Patient records coming back online after cyberattack, but imaging backlog could take weeks to clear: Hospital
The cyberattack on Oct. 23 took critical hospital systems offline for weeks
Electronic patient records at Windsor Regional Hospital will come back online next week on Wednesday, officials say.
But it'll be a while yet before the backlog on diagnostic imaging is cleared, after a cyberattack took systems offline in October.
"Over the course of the next few days, we have a very detailed plan where each program will be entering their patients in a systematic way ... and be back to electronic charting," said Karen Riddell, the chief operating officer and chief nursing executive for the hospital, in an update to the hospital board Thursday.
"Our professional staff are very excited about this and we're very much looking forward to getting back online."
But some applications that are integrated into the electronic health record will take longer to be online, she said.
For lab results that means one to two weeks, and for medication orders that could be one to two months, she said.
Riddell also gave an overview of where the hospital is at with diagnostic imaging delays caused by the cyberattack.
Ridell said there had been no delays at any point for the most urgent diagnostic images, known as P1 and P2 priority patients — patients that need imaging completed within 24 or 48 hours — and they are running at full capacity.
For P3 patients — those who need imaging within 10 days — Riddell said they expect the backlog to be cleared in about 10 weeks. The backlog was created by the hospital's picturing archiving and communications (PAC) system being impacted during the attack.
And for the least urgent patients, it could be 2024 before wait times after back to normal: That could happen in January for patients awaiting an MRI and February for people awaiting a CT scan and the hospital is not currently completing these images.
"We have informed all physician offices early on in the Code Grey of the potential impact to wait times to make sure that any patients [whose] clinical condition was changing or there's a change in priority could either be expedited locally or redirected to other hospitals for imaging, or if they're appropriate to wait as some of the P4s would be," Riddell said.
The cyberattack on Oct. 23 led to a system outage involving patient records, email and more at Windsor Regional Hospital, Erie Shores HealthCare, Hôtel-Dieu Grace Healthcare, Bluewater Health and Chatham-Kent Health Alliance.

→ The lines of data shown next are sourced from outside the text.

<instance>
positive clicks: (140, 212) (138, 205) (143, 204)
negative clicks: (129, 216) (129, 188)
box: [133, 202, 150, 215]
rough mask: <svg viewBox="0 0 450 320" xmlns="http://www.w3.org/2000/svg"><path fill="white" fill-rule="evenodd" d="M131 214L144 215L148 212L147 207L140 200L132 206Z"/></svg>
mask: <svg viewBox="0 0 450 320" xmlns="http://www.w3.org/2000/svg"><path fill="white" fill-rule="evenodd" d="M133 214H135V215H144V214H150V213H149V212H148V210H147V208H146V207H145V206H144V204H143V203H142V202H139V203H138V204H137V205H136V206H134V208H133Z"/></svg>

The personal information of millions of employees and patients was compromised in the attack.
Neither the hospitals nor TransForm — the hospitals' IT and payroll administration organization, which is at the centre of the attack — paid ransom demanded by attackers.
In her presentation to the board, Riddell showed an image with just some of the paper charts that now need to be entered into electronic health records in the coming days.
"I'm sorry to Mother Earth. I'm pretty sure that we didn't help with the potential for global warming during this Code Grey," Ridell said.
"But I just want to give a shout out to all of the staff that have really worked night and day to get us through this and we're happy to see some sun on the horizon."